I am thinking of a new model called Brown Jug, patterned after the brown Vibrolux circuit.
Any thoughts or advice is appreciated!


----------



## knight_yyz (Mar 14, 2015)

Trinity Amps in Canada. Top quality customer service. Email Stephen with a question and he will answer within 24 hours


----------



## Budda (May 29, 2007)

Seems like you already have your answer in your post?


----------



## zdogma (Mar 21, 2006)

ampaholic said:


> Hi folks, I'm considering an amp build and I'm curious about the quality of Allen Amplification kits.
> I'm not really concerned with the quality of the kit (I think the reputation seems solid), but rather the quality of the finished product.
> From what I read David's amps are well regarded and his tweaks to the mainly Fender style circuits are worthwhile and useful.
> When I see Allen amps listed in the For Sale forum they always seem to sell quickly, in particular the Accomplice and Hot Fudge. I don't often see this same level of interest in other brands of "kit" amps posted for sale. This seems to suggest that kit or not, the amps are desirable and sought after.
> ...


I’ve had two of them, I build a hot fudge kit a few years ago, and I have an Accomplice currently. The kits are well thought out, use good parts, and Allen has good support/troubleshooting. Worst case scenario, if you have a disaster, you can send him your mess and he will fix it for a reasonable price. 

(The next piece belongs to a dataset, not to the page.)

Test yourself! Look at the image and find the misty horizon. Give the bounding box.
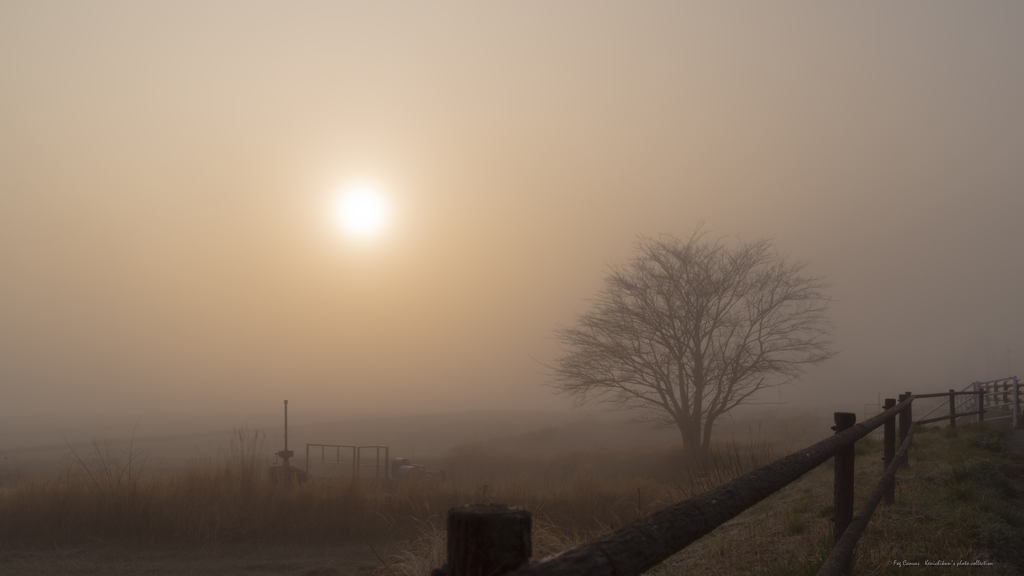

As far as sound, they are excellent Fender style amps with a few really nice modern touches-super quiet, reliable, great reverb and tremolo, and for many of the models a useable master volume. I can’t remember the Fudge very well, its many years gone, but the Accomplice does a nice job with the glassy Fender BF sound, but you add a bit of the raw control and it breaks up perfectly. I have the 6L6’s in it so its pretty ballsy. My only gripe is that the taper of the master is a bit odd, when I first got it I thought the amp was pretty quiet for a 2x6L6, and when I used it at a jam session it wasn’t particularly loud, even with the master at about 8. Since that time I’ve realized that all the volume boost is between 8-10 on the master, it goes from polite to roaring loud at that point. Presumably something to do with the taper of the volume pot. I was used to Marshall style master volumes, they get LOUD by 3 or 4 on the volume knob.


----------



## ampaholic (Sep 19, 2006)

Good info Zdogma. Thanks!


----------



## _Knighthawk_ (Mar 2, 2014)

ampaholic said:


> Hi folks, I'm considering an amp build and I'm curious about the quality of Allen Amplification kits.
> I'm not really concerned with the quality of the kit (I think the reputation seems solid), but rather the quality of the finished product.
> Any thoughts or advice is appreciated!


In 2018, I bought a kit from David - a Brown Sugar. The layout of the circuit in the chassis is designed to keep leads to/from the preamp short. The instructions were relatively straightforward and the kit was complete (no missing components). David is not exactly a people person so you might find him a bit abrupt if you contact him. That said, he is responsive and if you provide updates on your build - he will respond (keep your leads short or he will pop a blood vessel - every millimeter counts in his mind).

The Brown Sugar is switchable between 6L6s and 6V6s. I found there wasnt enough headroom with the 6V6s. The Brown Sugar is loud and breaks up pretty quickly with 6V6s installed in the power section. I found the 6L6s much more to my liking in the amp. 

I had Derek build my cab and would recommend him to you for sure.

The Brown Sugar is a super sounding amp - for sure and there is a reason that Allen amps sell pretty quickly. They sound amazing - particularly at low to medium volumes.

Good luck with whatever you decide.


----------



## Dennis. (Apr 13, 2010)

I built a Sweet Spot a few years ago, and it was a great experience that resulted in a fantastic amp that's still my primary. The bias pot and bias points make a huge difference in terms of dialling in "my" tone with different tubes. It's also dead quiet. My only "complaint" is that it's a little loud for what I need these days, but that's hardly a fault.


----------